Now, about jumping in with both feet, well, where should I start?


----------



## ashcroc (Oct 28, 2016)

Junglebert said:


> Goodness, someone's come here looking for an argument! I did say
> So I'm not sure what's got your dander up. You've got an ok grinder, it's certainly not perfect, but it's ok. Mines ok too.
> 
> Now, about jumping in with both feet, well, where should I start?


With a stepless grinder!


----------



## Bica60s (Dec 3, 2019)

Junglebert said:


> Goodness, someone's come here looking for an argument! I did say
> 
> So I'm not sure what's got your dander up. You've got an ok grinder, it's certainly not perfect, but it's ok. Mines ok too.
> 
> Now, about jumping in with both feet, well, where should I start?

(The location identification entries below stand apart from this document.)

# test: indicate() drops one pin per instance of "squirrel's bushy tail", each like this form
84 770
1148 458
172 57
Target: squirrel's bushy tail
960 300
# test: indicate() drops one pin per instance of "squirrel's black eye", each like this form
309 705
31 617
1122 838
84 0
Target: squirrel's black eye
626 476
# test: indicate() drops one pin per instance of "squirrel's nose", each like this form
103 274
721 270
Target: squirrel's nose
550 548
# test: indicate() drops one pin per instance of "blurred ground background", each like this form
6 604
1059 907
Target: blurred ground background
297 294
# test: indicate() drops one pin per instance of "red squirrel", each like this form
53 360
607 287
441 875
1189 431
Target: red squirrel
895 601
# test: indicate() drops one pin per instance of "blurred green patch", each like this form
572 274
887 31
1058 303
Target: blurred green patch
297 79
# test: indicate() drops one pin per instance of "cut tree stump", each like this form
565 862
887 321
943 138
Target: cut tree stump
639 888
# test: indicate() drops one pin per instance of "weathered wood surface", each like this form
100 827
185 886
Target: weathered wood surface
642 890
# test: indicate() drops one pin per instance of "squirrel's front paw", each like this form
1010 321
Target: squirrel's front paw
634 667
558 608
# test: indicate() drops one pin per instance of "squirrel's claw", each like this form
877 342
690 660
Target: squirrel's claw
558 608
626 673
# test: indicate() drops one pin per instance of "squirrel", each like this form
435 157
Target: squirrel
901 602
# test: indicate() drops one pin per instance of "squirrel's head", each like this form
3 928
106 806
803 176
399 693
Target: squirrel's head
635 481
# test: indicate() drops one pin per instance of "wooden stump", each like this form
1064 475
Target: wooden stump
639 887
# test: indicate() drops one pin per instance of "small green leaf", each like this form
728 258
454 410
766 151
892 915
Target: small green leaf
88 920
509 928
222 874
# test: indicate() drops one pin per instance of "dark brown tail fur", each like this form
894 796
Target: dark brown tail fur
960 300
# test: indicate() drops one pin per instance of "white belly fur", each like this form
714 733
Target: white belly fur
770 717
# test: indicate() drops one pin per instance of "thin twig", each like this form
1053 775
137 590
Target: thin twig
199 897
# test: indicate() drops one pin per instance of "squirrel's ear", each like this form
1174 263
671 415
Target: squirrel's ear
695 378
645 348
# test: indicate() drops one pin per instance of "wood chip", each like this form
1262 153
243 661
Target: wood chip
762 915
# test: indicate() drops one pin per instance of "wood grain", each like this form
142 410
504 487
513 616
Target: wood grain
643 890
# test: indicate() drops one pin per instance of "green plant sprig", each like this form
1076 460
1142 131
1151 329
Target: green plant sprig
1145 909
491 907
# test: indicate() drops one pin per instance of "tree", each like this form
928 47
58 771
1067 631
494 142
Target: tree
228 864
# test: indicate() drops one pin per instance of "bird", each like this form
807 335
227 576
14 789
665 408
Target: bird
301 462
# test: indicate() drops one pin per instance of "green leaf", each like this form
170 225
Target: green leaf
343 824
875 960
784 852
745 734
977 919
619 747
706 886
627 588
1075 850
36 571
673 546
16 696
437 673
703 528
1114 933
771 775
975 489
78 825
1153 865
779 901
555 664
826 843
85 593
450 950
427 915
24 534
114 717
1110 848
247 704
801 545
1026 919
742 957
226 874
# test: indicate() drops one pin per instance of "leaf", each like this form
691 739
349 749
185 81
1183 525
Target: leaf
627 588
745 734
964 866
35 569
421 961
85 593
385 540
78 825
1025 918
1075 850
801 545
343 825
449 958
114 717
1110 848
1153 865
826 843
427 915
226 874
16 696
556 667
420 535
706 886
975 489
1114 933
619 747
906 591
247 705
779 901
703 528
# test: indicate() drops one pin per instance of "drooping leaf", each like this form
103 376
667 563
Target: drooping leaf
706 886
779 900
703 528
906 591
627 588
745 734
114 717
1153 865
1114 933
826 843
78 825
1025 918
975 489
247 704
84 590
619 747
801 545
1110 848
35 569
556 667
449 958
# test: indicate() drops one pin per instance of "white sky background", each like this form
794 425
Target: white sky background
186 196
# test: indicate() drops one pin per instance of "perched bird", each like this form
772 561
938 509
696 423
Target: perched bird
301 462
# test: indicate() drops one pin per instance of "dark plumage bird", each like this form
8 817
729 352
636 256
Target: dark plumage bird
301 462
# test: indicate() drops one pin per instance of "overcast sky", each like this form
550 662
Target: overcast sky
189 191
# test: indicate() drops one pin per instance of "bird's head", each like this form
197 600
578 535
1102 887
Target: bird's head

 I may have misread things a little but I did take your reply to be rather a smugly written slap down! As you know, forums (and email) rarely convey emotional response or intent so there's always a tendency to take things literally. What you said most certainly could be read as an insult. Whether you intended that, only you can answer but that's the way I read it. That being the case, someone with good manners wouldn't speak to someone to their face like that. I'm a polite chap brought up with good manners and expecting as much in return isn't much to ask.

As for the grinder, I'm not precious about it, trust me. It's a tool. If it wasn't any good I'd say so but it is (rather good at the price and capable of making fine enough grounds for a decent espresso). As you say, it's an ok grinder and isn't that what the OP was after? Something that represented VFM and offered reasonable performance? He certainly wasn't asking for a Rolls Royce at related costs! There are others of course but this one is the only one at that ball park that I could recommend from what is currently available of the one's I have tried.


----------



## Jony (Sep 8, 2017)

Buy a used Mazzer grinder if you have room and bothered about how it looks.


----------



## Junglebert (Jan 7, 2019)

Bica60s said:


> I may have misread things a little


 Yup.


----------



## Squidgyblack (Nov 18, 2019)

Jony said:


> Buy a used Mazzer grinder if you have room and bothered about how it looks.


 Did this myself. After buying a Smart Grinder. Big improvement in grind consistency. SGP was meh, was able to grind fine enough to choke the machine, just really poor consistency in terms of clumping and even dosing.


----------